İktidarın kaşıkla verip kepçeyle aldığını savunan VELİDER Başkanı Kalafat, “Asgari ücrete, memura, işçiye, emekliye ve emekçilere farklı oranlarda maaş zamları yaptılar. Yaptıkları zamlar ve vergi dilimi artırımlarıyla geri almaya başladılar. Kaşıkla verip kepçeyle almaya başladılar. Çocuklarını özel okullara gönderen orta kesim artık öğrencilerini bu kurumlarda okutamayacak geriye alacaktır. Eğitime yapılan giderlerin tamamı vergiden düşülebiliyordu. Şimdi onu da kaldırdılar. Bu Türkiye’deki eğitim sistemini önemsizleştirmektir.

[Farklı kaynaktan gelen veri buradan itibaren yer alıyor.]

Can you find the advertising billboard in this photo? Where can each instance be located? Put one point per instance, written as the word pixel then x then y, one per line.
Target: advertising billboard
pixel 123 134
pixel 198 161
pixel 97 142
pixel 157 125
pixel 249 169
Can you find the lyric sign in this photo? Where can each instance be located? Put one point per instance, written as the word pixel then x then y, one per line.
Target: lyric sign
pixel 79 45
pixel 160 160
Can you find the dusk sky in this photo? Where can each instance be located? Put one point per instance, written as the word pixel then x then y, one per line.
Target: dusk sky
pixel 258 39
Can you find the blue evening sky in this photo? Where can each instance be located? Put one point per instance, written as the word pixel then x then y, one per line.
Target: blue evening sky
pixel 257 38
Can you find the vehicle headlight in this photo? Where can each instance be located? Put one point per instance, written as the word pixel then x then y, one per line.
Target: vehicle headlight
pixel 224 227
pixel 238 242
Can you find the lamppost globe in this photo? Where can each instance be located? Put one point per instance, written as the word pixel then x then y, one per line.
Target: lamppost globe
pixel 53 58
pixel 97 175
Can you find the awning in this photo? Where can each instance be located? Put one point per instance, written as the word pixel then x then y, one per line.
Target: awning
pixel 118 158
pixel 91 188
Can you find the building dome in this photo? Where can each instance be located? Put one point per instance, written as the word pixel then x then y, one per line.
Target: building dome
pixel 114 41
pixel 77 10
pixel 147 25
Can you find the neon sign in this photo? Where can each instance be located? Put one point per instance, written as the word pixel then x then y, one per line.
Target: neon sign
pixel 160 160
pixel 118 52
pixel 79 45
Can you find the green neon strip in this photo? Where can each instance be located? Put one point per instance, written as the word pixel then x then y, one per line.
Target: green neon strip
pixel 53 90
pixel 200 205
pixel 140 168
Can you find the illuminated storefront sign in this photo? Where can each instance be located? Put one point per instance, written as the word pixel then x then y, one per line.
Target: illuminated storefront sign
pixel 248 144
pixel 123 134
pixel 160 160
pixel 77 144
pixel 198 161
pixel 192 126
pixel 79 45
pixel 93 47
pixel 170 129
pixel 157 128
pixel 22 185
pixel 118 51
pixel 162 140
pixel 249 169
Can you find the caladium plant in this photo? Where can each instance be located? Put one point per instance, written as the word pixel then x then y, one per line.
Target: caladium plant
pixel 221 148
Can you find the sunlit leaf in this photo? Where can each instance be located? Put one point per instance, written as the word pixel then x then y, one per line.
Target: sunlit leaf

Çocuklarımızı gelecek olarak görmekten çıkartıp bir tür özelleştirmenin aracıdır” şeklinde konuştu.

“SORUNLARIMIZ TIRMANIR”

İnşaat sektörünün vergi indirimi ile önünün açılabileceğine dikkat çeken İzmir İnşaat Malzemesi Satıcıları Oda Başkanı Cumhur Taşdelen ise, “İzmir ve Türkiye’nin sağlam yapı stokuna ihtiyacı var. Yapı stokunun az olması konut fiyatlarının da kiralarının da yüksek olmasına neden oluyor. Devlet ‘Ev sahiplerine yüzde 25’den fazla zam yapmayacaksın’ diyor. Her yerde ev sahipleriyle kiracılar problemli durumda. ‘Uzlaştırmaya gidilecek’ deniyor avukatlar zengin ediliyor. Bizler geçicide olsa KDV oranının yüzde 10’a düşürülmesini talep ediyoruz. Bu KDV artışı sektörü olumsuz etkiler. Şu anda başlayan veya başlamayı planlayan inşaat projesi yok. Bizim sattığımız malzemeler tadilatlarda kullanılıyor. Şu anda üzerimizde ölü toprağı varmış gibi. Şu anda herkes birbirini bekliyor. Dün önemli inşaat malzeme üreticisi bir firmanın pazarlamacısı yanımdaydı. Daha önceki ziyaretlerinde telefonu susmak bilmezdi. Telefonu hiç çalmadı. Geyik muhabbeti yaptık” dedi.

“ESNAF AYAKTA KALAMAZ”

Esnafı temsil eden kuruluşların sesini yükseltmesi gerektiğine vurgu yapan İzmir Lokantacılar Odası Başkanı Doğan Kılıç da, “Küçük esnafın veya odaların sesini duyan yok. İzmir Esnaf ve Sanatkarları Odaları Birliği, Türkiye Lokantacılar ve Pastacılar Federasyonu, Türkiye Esnaf ve Sanatkârları Konfederasyonu vergi artışlarına karşı hükümeti uyarmalıdır. Sesini yükseltmelidir. O makamlar, esnafın sorunlarına çare arama, esnafı temsil etme noktasıdır. Biz ‘Küçük esnafın ayakta durabilmesi için vergilerin düşürülmesi gerektiğini’ söylüyoruz. İktidar KDV’yi, vergiyi, esnafın üzerindeki yükleri artırıyor. Yüzde 1 ile aldığımız ürünlerin yüzde 8 KDV ile satılmasının yanlış olduğunu söylüyorduk 1’e düşürülmesini beklerken yüzde 10’a çıkartıldı. Her gün her şeye zam geliyor. Lokantacı fiyat ayarlaması yaptığında ‘Bu çorba bu yemek bu fiyata olur mu?’ deniyor. Esnafın bu şartlar altında ayakta kalma şansı kalmıyor” ifadelerini kullandı.